September 11, 2017, the day had come; her surgery was at 9 am, she was awake at 5 am to prepare for the week ahead. I had been half awake that morning and all I could hear was crying I was too tired to see what was happening and went back to bed. I woke up 2 hours later to get ready for school, I had been thinking about how the surgery was going all morning, my mom had been texting me to keep me up to date. It was done at 11 am. The surgery went well and she was on the road to recovery. We visited her at the hospital the day after her surgery, she seemed okay, she was still very scared, and nervous although she had been done. We go out for dinner for a couple of hours. We get back to the hospital and see that the nurse is in her room, she had gotten up, without help, after a hip surgery, pulling out her IV. She had no idea where she was. She kept calling for me, my mom and my aunt, over and over. We seemed to think it was the painkillers they gave her for post-op, given her history with those meds. A few days later she came home...

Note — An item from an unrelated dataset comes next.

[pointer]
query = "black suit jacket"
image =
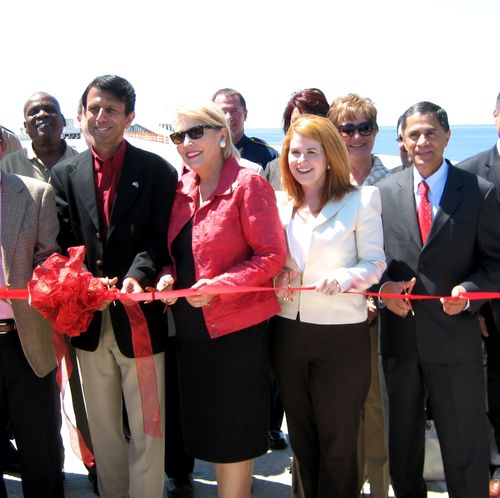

Almost a week after her surgery she came home. Once she came home we already saw how hard it would be to help her get back to a healthy state, physically and mentally. We noticed the pain meds had affected her like a piece of her brain was cut out. She still has short-term memory loss, but not to the extent that it was with the meds. Almost a month later, all she wants to do is work, do laundry, do dishes and clean. But the doctor gave her specific orders not to do anything that strains the legs of energy. She has that type of work habit, she's not the type of 70-year-old that should ever be in a retirement home, she would hate living there. There is no way that this woman will stop working. Even with her arthritis, she had continued to work. If a 70-year-old can outwork anybody younger than them they need to rethink their work habits. There were a number of people she had affected at her job, I personally don't think any person will forget her. This was a great woman that had her whole life with work taken away with a surgery. Although she keeps her perseverance to keep working, she simply cannot. For that I am the one that feels sorry she cannot do what she once loved to do.